Brought to you by the letter R

So last night in a fit of late-night iTunesing, I had to muster up all my willpower to resist buying “Imagine Me & You” to carry around with me in my pocket forever, always. (I already own the DVD. I don’t want to wear out its welcome. I need to be sensible and eat my vegetables, young lady.) So I turned to Twitter for support (y’all are a bunch of enablers, by the way). But, instead, what you really did was draw my attention to something very, very odd and very, very frustrating.

“Imagine Me & You” is rated R. Which means here in the United States no child under the age of 17 could see it in a theater without an accompanying parent or guardian. In essence, that means that the Motion Picture Association of America thought there was something so objectionable about this movie that children must be shielded from its potentially harmful effects. Its official MPPA rating says it earned that R for “for some language and sexual material.” Now, normally R is reserved for movies with explicit sex scenes, sexualized nudity, extreme foul language and/or graphic violence. All the “Saw” movies (including the upcoming third “Saw” in 3-D no less), which feature murder, torture and dismemberment of every imaginable variety, are rated R. “Boogie Nights,” a movie about the porn industry and a man who uses his enormous penis to become a star in it, is rated R. The first two “Scary Movie” films, which were all about supposedly satirizing sexy flasher films by showing excessive sex and slashing, were rated R (the last two only were rated PG-13).

Does “Imagine Me & You” have nudity?
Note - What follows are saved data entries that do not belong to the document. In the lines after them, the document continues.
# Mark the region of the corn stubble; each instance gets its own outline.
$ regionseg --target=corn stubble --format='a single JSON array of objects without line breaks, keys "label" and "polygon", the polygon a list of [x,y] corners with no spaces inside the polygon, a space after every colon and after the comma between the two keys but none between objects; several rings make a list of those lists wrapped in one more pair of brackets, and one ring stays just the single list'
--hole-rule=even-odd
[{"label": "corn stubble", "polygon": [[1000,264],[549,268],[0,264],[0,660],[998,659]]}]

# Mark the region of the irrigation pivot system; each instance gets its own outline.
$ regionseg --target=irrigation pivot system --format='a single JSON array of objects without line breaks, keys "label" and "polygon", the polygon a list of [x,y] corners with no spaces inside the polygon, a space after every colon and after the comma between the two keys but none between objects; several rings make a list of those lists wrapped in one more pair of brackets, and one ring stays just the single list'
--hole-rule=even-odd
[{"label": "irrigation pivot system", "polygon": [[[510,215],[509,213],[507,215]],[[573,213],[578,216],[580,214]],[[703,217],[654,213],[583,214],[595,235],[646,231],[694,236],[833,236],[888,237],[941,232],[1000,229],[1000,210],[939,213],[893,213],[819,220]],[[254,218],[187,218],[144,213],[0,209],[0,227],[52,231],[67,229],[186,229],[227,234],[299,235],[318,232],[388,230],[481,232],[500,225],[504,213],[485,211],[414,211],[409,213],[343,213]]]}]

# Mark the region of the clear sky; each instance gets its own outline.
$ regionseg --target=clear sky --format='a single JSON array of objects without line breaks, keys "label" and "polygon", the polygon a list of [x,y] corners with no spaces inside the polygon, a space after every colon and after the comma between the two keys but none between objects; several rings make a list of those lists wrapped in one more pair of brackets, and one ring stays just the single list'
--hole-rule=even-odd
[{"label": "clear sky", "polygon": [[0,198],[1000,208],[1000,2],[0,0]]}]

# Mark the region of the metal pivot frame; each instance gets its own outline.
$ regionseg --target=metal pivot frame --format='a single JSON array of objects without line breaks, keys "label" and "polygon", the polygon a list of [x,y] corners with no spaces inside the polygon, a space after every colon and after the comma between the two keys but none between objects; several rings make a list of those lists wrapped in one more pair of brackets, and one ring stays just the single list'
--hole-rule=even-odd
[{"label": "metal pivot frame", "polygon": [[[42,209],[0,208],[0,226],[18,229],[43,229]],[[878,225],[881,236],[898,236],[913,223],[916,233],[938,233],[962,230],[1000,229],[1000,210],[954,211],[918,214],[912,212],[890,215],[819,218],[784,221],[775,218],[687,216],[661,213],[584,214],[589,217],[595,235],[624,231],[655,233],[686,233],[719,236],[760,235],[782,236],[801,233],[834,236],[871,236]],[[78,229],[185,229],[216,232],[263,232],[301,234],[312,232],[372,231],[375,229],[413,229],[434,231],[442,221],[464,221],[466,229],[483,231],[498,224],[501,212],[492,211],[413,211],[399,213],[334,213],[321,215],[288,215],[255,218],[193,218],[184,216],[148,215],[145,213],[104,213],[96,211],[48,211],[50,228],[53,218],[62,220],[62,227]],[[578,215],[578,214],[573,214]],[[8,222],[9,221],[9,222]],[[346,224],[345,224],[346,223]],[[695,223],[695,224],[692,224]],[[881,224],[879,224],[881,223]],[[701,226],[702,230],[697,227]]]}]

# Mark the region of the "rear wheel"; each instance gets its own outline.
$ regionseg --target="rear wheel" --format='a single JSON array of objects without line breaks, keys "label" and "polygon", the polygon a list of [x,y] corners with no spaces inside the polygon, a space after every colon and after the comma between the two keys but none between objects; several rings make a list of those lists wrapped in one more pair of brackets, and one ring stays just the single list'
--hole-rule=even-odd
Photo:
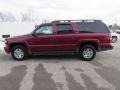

No, because I sure as hell know I would have remembered seeing Lena Headey naked, or Piper Perabo or even Giles Anthony Stewart Head. Does “Imagine Me & You” have murder, torture, dismemberment, blood, guts or any of those in any combination in 3-D? No, though the awful stock broker boss does make me feel momentarily stabby for being such an ass. Does “Imagine Me & You” have extreme foul language? Well, No. 9 might argue this but I really don’t think there’s too much past a “fuck” here or there.

But what it does have is two women kissing and falling in love. FOR THE LOVE OF GOD, HIDE THE CHILDREN!

Now, if you’ve seen “This Film Is Not Yet Rated,” this is not news to you. Gay-themed movies are often rated much more harshly than straight movies. “But I’m a Cheerleader” was given an NC-17 (No children under 17, period, even with an adult) at first, then downgraded to an R after cuts. “Boys Don’t Cry” was initially given an NC-17, then trimmed to get an R. “American Psycho” was initially given an NC-17 rating, but then when they cut not the axe murder or the chainsaw dismemberment or the serial killing in general but the one three-way sex scene it was graced with an R. Message: As long as there’s no sex in your violence, you’re A-OK. Also, if there happens to be gay sex in your violence you’re totally screwed – and not in even a remotely kind of fun way.

While the ratings are “voluntary,” they mean everything to both the film’s exposure and eventual bottom line. Many theaters won’t play a NC-17 movie. Many distributors won’t stock a NC-17 DVD. A R rating, in turn, will limit a movie’s potential box office because a whole segment of the population is excluded. But money and audience aside, what this is really still saying is that gay relationships are so different, so frightening, so unacceptable, so deviant that we have to protect the young impressionable minds from seeing them.

The only scary thing about these two women together is that someone would look at them and think, “Shit, they’re scary.” And the only way this movie could ever really be rated R is if the “R” actually stood for “Repeat Viewing.” Which I think I’ll do now. On my iPhone. Just to prove a point. And that point is: “You’re a wanker, MPAA!”